Server CLOSE_WAIT too many requests

Last week, because of the unavailability of calling a certain service, a large number of CLOSE_WAIT tcp links appeared on the server, which led to tomcat's suspended animation. A large number of tcp requests have been stuck, and other requests have come in and tomcat can no longer provide services. The
first encounter In this situation, I checked the information of this CLOSE_WAIT and found that CLOSE_WAIT is actually a state of tcp. Let's first look at the picture to understand the various states of tcp.

Status:
CLOSED: There is no connection status, it is the start and end of the tcp status (the server does nothing at this time)
LISTEN: Listen for connection requests from a remote TCP port
SYN_SENT: The status of the first request received by the client Send to the server, enter SYN_RECEIVED after success, and directly CLOSED if it fails.
SYN_RECEIVED: After receiving and sending a connection request, wait for the other party to confirm the connection request.
ESTABLISHED: The three-way handshake is completed, and an open connection has been resumed.

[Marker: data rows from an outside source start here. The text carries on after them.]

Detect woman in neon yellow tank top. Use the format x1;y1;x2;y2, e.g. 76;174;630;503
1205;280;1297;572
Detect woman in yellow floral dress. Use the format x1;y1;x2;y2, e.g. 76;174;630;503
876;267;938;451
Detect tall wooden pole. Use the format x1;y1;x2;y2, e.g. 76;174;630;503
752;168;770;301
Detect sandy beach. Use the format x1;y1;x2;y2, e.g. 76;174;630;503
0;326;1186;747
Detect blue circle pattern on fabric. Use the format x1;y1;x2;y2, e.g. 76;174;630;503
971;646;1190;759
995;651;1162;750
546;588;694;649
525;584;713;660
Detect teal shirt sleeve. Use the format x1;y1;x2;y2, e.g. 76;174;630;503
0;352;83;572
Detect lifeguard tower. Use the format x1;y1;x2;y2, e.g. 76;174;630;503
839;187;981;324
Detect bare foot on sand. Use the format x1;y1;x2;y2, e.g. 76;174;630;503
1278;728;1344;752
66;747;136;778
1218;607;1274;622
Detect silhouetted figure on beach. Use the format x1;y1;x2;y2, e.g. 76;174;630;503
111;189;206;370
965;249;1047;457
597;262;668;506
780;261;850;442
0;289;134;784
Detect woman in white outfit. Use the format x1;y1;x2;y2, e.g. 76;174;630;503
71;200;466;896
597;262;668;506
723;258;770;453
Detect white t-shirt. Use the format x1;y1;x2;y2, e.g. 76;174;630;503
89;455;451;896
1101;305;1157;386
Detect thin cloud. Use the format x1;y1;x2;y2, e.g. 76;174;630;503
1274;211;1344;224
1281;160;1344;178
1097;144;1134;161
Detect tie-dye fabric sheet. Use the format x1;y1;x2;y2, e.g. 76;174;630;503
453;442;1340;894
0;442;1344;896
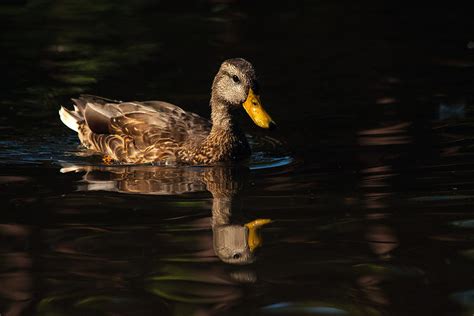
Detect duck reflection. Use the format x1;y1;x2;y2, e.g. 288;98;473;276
61;165;271;265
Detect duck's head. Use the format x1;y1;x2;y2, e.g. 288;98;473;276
212;58;276;128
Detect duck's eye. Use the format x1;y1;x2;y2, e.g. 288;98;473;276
232;75;240;83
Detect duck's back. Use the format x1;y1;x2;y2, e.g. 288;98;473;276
60;96;211;163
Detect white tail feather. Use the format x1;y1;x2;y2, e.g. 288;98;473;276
59;106;79;132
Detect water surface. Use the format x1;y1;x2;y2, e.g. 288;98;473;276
0;0;474;315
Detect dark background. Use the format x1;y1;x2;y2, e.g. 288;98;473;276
0;0;474;315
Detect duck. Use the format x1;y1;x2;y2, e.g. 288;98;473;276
59;58;276;165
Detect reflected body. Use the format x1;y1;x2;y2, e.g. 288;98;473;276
0;0;474;316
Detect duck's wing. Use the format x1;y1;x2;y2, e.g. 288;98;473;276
74;96;211;148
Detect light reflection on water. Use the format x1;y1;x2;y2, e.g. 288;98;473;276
0;0;474;315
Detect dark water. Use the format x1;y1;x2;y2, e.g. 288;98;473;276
0;0;474;316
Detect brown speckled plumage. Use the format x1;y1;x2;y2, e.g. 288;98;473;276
60;58;266;164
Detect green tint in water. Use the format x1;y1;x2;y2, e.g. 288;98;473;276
0;0;474;315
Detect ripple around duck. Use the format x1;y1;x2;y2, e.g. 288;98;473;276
0;135;294;170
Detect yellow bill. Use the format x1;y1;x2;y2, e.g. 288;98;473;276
243;89;276;128
245;219;271;252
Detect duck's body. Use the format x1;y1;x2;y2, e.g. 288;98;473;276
59;59;274;164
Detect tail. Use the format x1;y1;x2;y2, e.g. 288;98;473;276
59;106;84;132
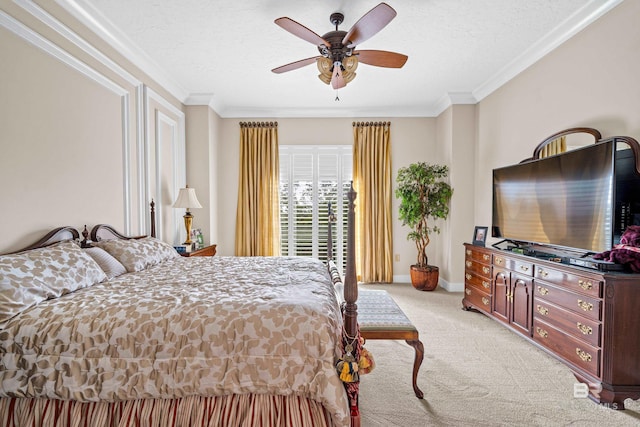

Data sent
FIN_WAIT_1: Waiting for the remote TCP connection interruption request, or confirmation of the previous connection interruption request
FIN_WAIT_2: After receiving the remote ACK confirmation, waiting for the connection interruption request
CLOSE_WAIT: Waiting for the connection interruption request sent from the local user
CLOSING: Waiting for the remote TCP's confirmation of the connection interruption
LAST_ACK: Waiting for the confirmation of the original connection interruption request sent to the remote TCP
TIME_WAIT: Waiting for enough time to ensure that the remote TCP receives the confirmation of the connection interruption request

Compare the status changes of the client and server to understand and digest

problem analysis:

After reading the various state change processes of tcp above, you should have a general understanding. Show us the status of tcp requests on the server, you can use the command

netstat -n | awk '/^tcp/ {++S[$NF]} END {for(a in S) print a, S[a]}'

At that time, it was detected that CLOSE_WAIT was about 1000, and this and the number of maxConnTotal set by httpClient are not much to check.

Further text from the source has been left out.